HA集群配置完成并启动后,namenode不能正常启动。刚启动的时候 jps看到了namenode,但是隔了一两分钟,再看namenode就不见了。如果不启动journalnode,namenode运行正常,一旦启动journalnode,则namenode过一会就会挂掉。查看namenode日志,发现报错如下:

2019-10-18 15:32:36,835 INFO org.apache.hadoop.ipc.Client: Retrying connect to server: host-xxx/xxx:8485. Already tried 3 time(s); retry policy is RetryUpToMaximumCountWithFixedSleep(maxRetries=100, sleepTime=10000 MILLISECONDS)
2019-10-18 15:32:37,263 WARN org.apache.hadoop.hdfs.server.namenode.FSEditLog: Unable to determine input streams from QJM to [xxx1:8485, xxx2:8485, xxx3:8485]. Skipping.

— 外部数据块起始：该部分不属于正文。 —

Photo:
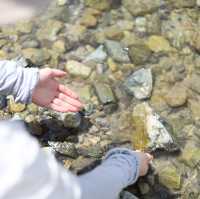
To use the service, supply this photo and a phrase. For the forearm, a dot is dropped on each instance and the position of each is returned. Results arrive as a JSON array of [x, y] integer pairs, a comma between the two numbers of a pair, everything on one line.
[[17, 81], [114, 174]]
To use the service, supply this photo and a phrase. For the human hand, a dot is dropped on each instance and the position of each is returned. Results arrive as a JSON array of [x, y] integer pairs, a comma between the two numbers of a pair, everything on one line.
[[51, 94], [145, 159]]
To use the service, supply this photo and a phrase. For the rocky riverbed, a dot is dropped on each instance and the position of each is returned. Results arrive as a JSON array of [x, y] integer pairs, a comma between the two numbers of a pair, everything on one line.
[[136, 66]]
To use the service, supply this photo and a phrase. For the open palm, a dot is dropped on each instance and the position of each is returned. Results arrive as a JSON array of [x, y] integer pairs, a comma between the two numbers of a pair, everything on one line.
[[51, 94]]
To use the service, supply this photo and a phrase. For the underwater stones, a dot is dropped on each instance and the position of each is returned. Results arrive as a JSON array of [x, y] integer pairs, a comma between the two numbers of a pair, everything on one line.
[[59, 46], [37, 56], [169, 176], [50, 30], [141, 7], [104, 93], [177, 96], [158, 44], [70, 120], [3, 101], [195, 83], [64, 148], [127, 195], [77, 69], [15, 107], [140, 84], [99, 55], [139, 53], [150, 132], [190, 156], [116, 51], [99, 5], [183, 3]]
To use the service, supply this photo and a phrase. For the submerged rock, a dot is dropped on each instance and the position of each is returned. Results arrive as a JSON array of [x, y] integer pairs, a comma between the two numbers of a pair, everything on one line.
[[127, 195], [64, 148], [104, 93], [141, 7], [77, 69], [150, 132], [70, 120], [169, 176], [140, 83], [139, 53], [116, 51], [15, 107], [99, 55]]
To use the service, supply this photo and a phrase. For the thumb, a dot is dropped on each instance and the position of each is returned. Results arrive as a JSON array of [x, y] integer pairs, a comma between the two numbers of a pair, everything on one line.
[[57, 73]]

java.io.IOException: Timed out waiting 20000ms for a quorum of nodes to respond.at org.apache.hadoop.hdfs.qjournal.client.AsyncLoggerSet.waitForWriteQuorum(AsyncLoggerSet.java:137)at org.apache.hadoop.hdfs.qjournal.client.QuorumJournalManager.selectInputStreams(QuorumJournalManager.java:471)at org.apache.hadoop.hdfs.server.namenode.JournalSet.selectInputStreams(JournalSet.java:278)at org.apache.hadoop.hdfs.server.namenode.FSEditLog.selectInputStreams(FSEditLog.java:1463)at org.apache.hadoop.hdfs.server.namenode.FSEditLog.selectInputStreams(FSEditLog.java:1487)at org.apache.hadoop.hdfs.server.namenode.ha.EditLogTailer.doTailEdits(EditLogTailer.java:212)at org.apache.hadoop.hdfs.server.namenode.ha.EditLogTailer$EditLogTailerThread.doWork(EditLogTailer.java:324)at org.apache.hadoop.hdfs.server.namenode.ha.EditLogTailer$EditLogTailerThread.access$200(EditLogTailer.java:282)at org.apache.hadoop.hdfs.server.namenode.ha.EditLogTailer$EditLogTailerThread$1.run(EditLogTailer.java:299)at org.apache.hadoop.security.SecurityUtil.doAsLoginUserOrFatal(SecurityUtil.java:412)at org.apache.hadoop.hdfs.server.namenode.ha.EditLogTailer$EditLogTailerThread.run(EditLogTailer.java:295)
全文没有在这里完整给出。